While it’s easy to dismiss all this as mere entertainment, Marcus Schulzke believes it has deeper implications. In his essay, Video Games and the Simulation of International Conflict, he writes that, “Audience participation in [films, books, music] is usually limited… By contrast, video games force players to become participants in simulated events. Players of war games become virtual members of armed forces engaged in simulated combat and they progress through games by securing victory for their side. This tends to embed players firmly in a particular perspective, thereby privileging that perspective over others.”
It’s a belief shared by Nikolay Murashkin, a Russian scholar of international relations. “Kids are shaped by stereotypes and preconceived notions. In the worst case, the opponent becomes dehumanised, which encourages a machine-like thinking where the shock of killing a person is softened by weasel words like ‘termination’.”
Welcome to Modern Warfare
While first person shooters remain the preferred means of selling military engagement, modern warfare is increasingly blurring the lines between video games and reality. In 2016 Iranian TV mistakenly broadcast Medal of Honor in-game footage as the real thing. Both Russia and Egypt did the same in 2015.
This shouldn’t come as a huge shock, since war itself is starting to resemble a video game. As Shaban notes in his article for The Atlantic, “Predator drones are piloted by soldiers using monitors and computer controls. As war itself turns to simulation, when buttons replace triggers and blades, who is morally responsible for wrongful death or even ‘successful targeted strikes’?”

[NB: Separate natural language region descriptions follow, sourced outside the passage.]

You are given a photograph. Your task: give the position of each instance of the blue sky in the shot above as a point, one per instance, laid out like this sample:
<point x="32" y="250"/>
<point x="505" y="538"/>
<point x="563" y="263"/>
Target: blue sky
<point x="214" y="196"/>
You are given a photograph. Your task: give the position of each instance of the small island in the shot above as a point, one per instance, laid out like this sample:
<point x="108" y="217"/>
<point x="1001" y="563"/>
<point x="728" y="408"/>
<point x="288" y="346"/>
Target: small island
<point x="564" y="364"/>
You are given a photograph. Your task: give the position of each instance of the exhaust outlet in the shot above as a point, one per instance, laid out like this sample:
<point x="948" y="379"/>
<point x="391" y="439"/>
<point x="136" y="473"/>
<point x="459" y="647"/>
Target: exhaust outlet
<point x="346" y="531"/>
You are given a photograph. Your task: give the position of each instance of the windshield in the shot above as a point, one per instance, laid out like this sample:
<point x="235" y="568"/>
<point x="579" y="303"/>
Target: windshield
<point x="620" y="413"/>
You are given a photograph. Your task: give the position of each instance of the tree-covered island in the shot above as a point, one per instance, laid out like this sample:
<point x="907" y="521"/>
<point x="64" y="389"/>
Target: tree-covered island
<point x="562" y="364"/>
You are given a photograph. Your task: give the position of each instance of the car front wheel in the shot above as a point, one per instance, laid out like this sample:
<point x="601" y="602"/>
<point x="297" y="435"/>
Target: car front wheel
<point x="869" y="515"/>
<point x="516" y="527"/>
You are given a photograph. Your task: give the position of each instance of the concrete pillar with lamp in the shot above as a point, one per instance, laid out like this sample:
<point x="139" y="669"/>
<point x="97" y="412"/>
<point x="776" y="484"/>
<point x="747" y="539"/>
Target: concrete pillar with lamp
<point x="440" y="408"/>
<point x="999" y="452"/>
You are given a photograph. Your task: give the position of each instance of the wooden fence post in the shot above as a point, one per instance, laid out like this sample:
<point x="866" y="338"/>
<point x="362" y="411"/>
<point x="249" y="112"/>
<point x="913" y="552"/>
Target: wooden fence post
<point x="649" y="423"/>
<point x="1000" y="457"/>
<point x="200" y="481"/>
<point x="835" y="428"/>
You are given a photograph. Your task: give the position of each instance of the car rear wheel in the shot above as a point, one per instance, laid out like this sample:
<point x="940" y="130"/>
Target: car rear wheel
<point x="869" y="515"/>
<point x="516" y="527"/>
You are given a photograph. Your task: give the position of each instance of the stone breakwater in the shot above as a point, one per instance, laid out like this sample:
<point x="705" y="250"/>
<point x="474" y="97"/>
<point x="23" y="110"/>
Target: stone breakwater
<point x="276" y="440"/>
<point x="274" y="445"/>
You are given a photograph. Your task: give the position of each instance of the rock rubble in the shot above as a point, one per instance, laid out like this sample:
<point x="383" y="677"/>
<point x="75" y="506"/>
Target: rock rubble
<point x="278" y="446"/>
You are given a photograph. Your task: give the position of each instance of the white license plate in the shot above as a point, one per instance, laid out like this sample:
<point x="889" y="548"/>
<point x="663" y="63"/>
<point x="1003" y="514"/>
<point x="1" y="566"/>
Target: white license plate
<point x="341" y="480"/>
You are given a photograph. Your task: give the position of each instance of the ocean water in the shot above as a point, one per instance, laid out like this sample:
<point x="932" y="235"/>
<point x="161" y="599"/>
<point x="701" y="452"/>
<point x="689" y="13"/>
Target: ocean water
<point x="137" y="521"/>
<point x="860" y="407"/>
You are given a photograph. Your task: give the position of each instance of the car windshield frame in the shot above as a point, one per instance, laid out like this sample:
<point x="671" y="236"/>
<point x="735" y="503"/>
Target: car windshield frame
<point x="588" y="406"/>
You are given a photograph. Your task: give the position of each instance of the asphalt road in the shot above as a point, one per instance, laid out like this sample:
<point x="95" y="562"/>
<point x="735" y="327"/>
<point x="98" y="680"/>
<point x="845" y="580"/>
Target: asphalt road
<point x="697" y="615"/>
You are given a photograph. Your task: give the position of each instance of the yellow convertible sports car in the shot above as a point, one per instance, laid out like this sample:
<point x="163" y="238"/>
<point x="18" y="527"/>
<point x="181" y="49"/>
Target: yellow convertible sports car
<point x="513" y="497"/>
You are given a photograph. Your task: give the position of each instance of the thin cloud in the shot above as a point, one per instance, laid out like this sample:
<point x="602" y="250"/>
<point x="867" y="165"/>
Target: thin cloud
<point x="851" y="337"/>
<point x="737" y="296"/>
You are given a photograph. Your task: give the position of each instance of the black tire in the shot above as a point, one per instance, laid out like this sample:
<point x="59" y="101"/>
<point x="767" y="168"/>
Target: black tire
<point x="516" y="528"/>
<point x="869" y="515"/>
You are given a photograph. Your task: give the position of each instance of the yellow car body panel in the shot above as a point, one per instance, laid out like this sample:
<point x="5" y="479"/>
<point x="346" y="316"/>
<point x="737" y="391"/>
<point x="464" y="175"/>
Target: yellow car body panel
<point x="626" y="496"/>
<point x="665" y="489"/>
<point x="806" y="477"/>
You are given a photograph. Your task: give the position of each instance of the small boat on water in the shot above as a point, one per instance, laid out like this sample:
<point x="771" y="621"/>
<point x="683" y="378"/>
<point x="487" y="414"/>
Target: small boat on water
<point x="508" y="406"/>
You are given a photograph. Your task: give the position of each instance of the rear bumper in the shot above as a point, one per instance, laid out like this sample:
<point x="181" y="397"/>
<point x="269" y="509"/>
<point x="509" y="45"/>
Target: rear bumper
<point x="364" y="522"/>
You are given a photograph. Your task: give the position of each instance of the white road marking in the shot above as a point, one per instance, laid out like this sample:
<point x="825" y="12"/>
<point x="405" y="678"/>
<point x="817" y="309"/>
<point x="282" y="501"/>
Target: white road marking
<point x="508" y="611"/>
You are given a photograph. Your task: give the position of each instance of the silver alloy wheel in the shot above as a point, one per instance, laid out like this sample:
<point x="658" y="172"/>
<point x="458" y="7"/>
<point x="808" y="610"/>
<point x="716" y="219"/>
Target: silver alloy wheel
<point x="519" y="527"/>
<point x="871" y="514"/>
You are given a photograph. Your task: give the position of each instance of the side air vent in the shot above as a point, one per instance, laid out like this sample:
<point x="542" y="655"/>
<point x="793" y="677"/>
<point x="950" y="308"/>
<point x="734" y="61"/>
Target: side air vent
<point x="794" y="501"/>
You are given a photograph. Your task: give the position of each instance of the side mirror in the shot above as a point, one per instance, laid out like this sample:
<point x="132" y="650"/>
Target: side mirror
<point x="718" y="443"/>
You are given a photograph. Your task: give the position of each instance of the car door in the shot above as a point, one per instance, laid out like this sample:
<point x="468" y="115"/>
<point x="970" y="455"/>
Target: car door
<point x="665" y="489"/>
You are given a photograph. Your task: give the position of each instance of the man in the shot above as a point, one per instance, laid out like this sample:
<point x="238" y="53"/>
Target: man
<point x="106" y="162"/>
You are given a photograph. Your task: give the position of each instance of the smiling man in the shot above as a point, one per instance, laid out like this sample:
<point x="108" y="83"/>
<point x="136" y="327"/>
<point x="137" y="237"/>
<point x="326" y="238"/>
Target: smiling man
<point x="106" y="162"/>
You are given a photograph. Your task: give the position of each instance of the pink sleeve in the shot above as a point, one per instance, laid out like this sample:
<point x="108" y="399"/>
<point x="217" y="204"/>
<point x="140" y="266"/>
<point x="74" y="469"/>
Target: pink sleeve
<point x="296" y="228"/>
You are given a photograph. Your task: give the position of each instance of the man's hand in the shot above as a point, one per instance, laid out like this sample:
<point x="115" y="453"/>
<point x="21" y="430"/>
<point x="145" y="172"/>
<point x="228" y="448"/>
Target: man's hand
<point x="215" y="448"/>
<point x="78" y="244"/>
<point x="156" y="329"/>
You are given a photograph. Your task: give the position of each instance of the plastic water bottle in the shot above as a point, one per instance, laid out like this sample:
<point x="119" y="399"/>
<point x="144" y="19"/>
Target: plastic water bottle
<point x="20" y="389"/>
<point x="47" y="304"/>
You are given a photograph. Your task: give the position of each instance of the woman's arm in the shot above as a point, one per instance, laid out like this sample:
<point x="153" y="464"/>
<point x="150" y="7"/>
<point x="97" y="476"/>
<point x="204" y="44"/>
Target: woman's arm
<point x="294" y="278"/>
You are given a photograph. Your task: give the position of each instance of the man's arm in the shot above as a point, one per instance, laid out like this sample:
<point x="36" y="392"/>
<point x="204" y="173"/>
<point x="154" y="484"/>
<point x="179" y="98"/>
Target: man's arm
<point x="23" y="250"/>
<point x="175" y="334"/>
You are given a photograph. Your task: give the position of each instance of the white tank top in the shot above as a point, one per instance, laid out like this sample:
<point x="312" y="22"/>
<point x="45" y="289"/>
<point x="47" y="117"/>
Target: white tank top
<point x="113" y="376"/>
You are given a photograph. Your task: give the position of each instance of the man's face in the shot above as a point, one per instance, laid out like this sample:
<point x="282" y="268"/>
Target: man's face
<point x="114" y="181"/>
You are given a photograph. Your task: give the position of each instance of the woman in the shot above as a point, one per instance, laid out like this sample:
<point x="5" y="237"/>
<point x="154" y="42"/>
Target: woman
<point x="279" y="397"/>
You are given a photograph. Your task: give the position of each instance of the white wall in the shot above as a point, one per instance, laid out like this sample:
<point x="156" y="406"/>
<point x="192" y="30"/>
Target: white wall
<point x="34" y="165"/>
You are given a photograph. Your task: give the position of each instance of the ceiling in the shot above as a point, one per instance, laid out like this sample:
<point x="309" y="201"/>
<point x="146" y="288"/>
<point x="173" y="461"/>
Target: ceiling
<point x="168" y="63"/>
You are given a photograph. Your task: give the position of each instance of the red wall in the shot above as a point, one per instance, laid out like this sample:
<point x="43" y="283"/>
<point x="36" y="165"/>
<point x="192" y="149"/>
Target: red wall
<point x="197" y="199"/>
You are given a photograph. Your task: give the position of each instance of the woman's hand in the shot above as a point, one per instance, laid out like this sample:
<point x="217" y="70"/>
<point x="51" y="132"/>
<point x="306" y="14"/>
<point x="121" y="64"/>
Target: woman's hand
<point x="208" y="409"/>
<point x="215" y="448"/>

There are no easy answers to those questions, and few games have acknowledged them. But as Stuart Brown summarises, “Technology and war are inseparable entwined. The information age was built on cold war technology…”
Those Cold War kids have grown up now. But so has the military technology being used in convert operations around the world. And where we once had Raid over Moscow and Rush ‘N Attack, there’s now Call of Duty, Battlefront, and Spec-Ops to shape, reinforce, and narrate the global political sphere to a new generation of armchair soldiers.
How we ultimately look back on this era, and these games remains to be seen. But just like their 1980s counterparts, today’s war games provide a unique snapshot of the times, and our collective hopes and fears.